The example below shows how one could generate a MAC using java.
1 package org.symmetric;
2
3 import java.util.Arrays;
4
5 import javax.crypto.KeyGenerator;
6 import javax.crypto.Mac;
7 import javax.crypto.SecretKey;
8
9 public class IntegritySecretKey {
10
11 public IntegritySecretKey() throws Exception {
12 KeyGenerator keyGen = KeyGenerator.getInstance(“HmacMD5″);
13 SecretKey key = keyGen.generateKey();
14 Alice alice = new Alice();
15 Bob bob = new Bob();
16 alice.setKey(key);
17 bob.setKey(key);
18 byte[] message = alice.getMessage();
19 byte[] mac = alice.getMAC();
20 bob.receiveMessage(message, mac);
21 // eve tampers the next message
22 message[0] = 0;
23 bob.receiveMessage(message, mac);
24 }
25
26 public class Alice {
27 private SecretKey key;
28
29 public void setKey(SecretKey key) {
30 this.key = key;
31 }
32
33 public byte[] getMessage() throws Exception {
34 return “Top Secret”.getBytes(“UTF-8″);
35 }
36
37 public byte[] getMAC() throws Exception {
38 byte[] message = getMessage();
39 Mac mac = Mac.getInstance(key.getAlgorithm());
40 mac.init(key);
41 return mac.doFinal(message);
42 }
43
44 }
45
46 public class Bob {
47 private SecretKey key;
48
49 public void setKey(SecretKey key) {
50 this.key = key;
51 }
52
53 public void receiveMessage(byte[] message, byte[] macReceived)
54 throws Exception {
55 Mac mac = Mac.getInstance(key.getAlgorithm());
56 mac.init(key);
57 byte[] macToCompare = mac.doFinal(message);
58 System.out.println(Arrays.equals(macToCompare, macReceived));
59 }
60 }
61
62 public static void main(String args[]) throws Exception {
63 IntegritySecretKey i = new IntegritySecretKey();
64 }
65 }
Authentication using Secret/Symmetric Key Cryptography
Using message authentication codes inherently solves the problems of authentication, as not only the integrity of the message is ensured, since Alice and Bob are the only two persons who are in possession of the secret key, if the MAC is verified it also authencitates that Alice really sent the message.

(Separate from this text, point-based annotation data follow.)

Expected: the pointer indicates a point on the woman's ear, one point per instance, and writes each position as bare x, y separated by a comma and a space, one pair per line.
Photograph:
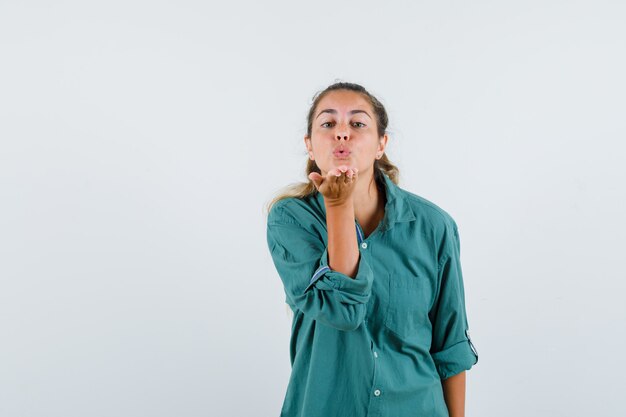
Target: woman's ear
382, 145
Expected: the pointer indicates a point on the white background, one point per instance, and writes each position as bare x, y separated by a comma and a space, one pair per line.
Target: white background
139, 142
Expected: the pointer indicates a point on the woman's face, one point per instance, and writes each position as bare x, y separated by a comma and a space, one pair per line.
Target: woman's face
344, 132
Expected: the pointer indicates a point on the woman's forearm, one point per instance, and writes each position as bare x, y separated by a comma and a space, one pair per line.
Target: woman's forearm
454, 394
343, 251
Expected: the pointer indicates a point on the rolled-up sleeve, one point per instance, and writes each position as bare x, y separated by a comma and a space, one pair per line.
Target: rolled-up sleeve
301, 259
451, 349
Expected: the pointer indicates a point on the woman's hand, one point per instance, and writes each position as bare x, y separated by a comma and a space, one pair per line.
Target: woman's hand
337, 186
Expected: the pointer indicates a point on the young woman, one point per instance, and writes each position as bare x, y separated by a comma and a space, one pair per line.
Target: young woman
372, 274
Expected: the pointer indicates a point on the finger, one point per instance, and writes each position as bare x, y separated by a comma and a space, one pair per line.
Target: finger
336, 172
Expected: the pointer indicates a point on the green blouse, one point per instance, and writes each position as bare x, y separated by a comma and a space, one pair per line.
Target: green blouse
381, 343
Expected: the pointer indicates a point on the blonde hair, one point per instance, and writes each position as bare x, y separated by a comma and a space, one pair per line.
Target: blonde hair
381, 166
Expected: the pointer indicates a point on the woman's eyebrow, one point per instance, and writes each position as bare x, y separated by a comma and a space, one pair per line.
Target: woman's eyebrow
333, 111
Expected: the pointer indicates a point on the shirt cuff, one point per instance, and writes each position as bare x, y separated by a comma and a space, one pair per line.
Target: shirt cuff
360, 285
455, 359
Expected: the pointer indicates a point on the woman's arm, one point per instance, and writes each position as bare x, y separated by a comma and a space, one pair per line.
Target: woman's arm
454, 394
343, 251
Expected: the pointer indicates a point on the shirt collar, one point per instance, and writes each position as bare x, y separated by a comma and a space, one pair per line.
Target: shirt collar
397, 208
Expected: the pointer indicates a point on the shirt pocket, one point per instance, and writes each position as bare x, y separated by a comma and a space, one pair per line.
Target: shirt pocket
407, 310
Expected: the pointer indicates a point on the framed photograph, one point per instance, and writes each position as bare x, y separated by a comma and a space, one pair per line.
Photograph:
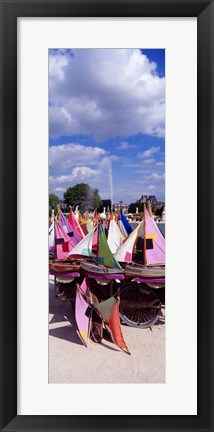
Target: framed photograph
55, 55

Now Eve has a few tricks up her sleeve ! She could record the messages and replay them at a later time, or she should reorder the messages. This could be solved by embedding the timestamp in the messages. Eve could still cause trouble by deleting the messages totatally ! This problem cannot be solved by cryptography but with the handshake and protocol used for communication.